AS ASAS DA LIBERDADE
por Ricardo André
“Won't you help to sing these songs of freedom? 'Cause all i ever have: redemption songs”. Os preciosos versos de Robert Nesta Marley tratam da música como forma de aliviar a dor de ser arrancado a fórceps de sua África natal e distribuído ao novo mundo reduzido à condição de ferramenta, escravo.
A América do Norte foi o destino dos negros oriundos de regiões situadas ao norte da África - hoje Senegal, Congo e Gana, entre outros - enquanto a "nós" da America Latina couberam os negros vindos de regiões mais ao sul do continente africano, onde hoje situam-se países como Moçambique e Angola. Toda a mão-de-obra escrava, já em suas terras de origem, usava a música como forma de transmissão oral de sua tradição cultural e, agora, na condição de escravos, sua musicalidade convertida em “peças de resistência” aliviava o espírito do exaustivo trabalho, como as work songs cantadas em uníssono por escravos nas condições ilustradas pela imagem acima.
Curioso é que a rigidez da colonização protestante britânica proibia os escravos da utilização de instrumentos de percussão e sopro, temendo que pudessem (e poderiam!) ser usados como forma de arregimentação, acabando por oxigenar indesejáveis rebeliões. Já a colonização católica latina não proibira a batucada dos escravos, desde que o fizessem reservadamente. Isso, aliado a outros fatores, fez com que lá em cima se difundissem mais os instrumentos de corda, dando origem, por exemplo, ao blues, semente do rock and roll. Cá em baixo, essa gente bronzeada mostra seu valor com ritmos cuja espinha dorsal é formada por instrumentos de percussão: o samba, o mambo, a rumba, a salsa, etc...

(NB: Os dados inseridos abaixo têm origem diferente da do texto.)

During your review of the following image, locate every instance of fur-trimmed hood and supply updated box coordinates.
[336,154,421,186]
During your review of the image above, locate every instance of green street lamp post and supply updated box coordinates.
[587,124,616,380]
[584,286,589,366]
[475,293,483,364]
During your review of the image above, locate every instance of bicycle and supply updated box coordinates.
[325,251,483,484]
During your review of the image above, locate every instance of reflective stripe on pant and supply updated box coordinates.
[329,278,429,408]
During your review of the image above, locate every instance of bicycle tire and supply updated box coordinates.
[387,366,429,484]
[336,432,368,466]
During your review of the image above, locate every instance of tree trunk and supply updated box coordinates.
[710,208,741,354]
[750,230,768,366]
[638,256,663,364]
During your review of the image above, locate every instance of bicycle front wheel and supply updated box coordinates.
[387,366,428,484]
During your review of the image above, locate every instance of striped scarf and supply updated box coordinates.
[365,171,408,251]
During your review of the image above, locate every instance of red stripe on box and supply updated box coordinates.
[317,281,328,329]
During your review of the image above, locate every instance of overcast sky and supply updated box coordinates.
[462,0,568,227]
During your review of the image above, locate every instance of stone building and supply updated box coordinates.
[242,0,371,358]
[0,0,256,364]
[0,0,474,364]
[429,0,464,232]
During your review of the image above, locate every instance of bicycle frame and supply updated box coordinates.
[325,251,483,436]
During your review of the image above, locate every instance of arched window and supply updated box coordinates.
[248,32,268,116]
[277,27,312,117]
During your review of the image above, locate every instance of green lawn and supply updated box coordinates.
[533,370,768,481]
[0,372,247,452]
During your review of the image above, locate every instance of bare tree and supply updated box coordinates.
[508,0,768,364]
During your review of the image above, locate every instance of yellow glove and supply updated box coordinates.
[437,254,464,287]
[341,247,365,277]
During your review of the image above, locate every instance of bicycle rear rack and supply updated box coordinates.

De lá pra cá, muitas coisas mudaram (o curso do tempo diluiu as proibições verticais, permitindo a gradual fusão das multifárias influências rítmicas), outras nem tanto (como reconhecera M. Yuka: “todo camburão tem um pouco de navio negreiro”). Mas - assim como o todo é mais do que a soma de suas partes - a música não é meramente a junção seqüencial e harmônica de diversas notas musicais. É, e sempre será, sobretudo, uma das mais inatas e inexpugnáveis formas de expressão da liberdade.
Como o blog é uma ferramenta muda, nesta coluna - periódica na medida do possível - a "primeira arte" será apenas lida. É o quinhão musical do blog do MFC. Contudo, espero que, ao final de cada tempo perdido aqui, dê aquela vontade de cumprir o velho ritual: botar o disquinho na bandeja, apertar o play e aumentar o volume.
7 comentários:
Interessante! È cultura a todo vapor...sementes da musicalidade de nosso país, de nosso continenete americano.Parabéns mesmo, até imprimi pra mim. Fiquei fã e voltarei sempre para paniceia musicalis.O Blog está de muito bom gostso divertido e sofisticado.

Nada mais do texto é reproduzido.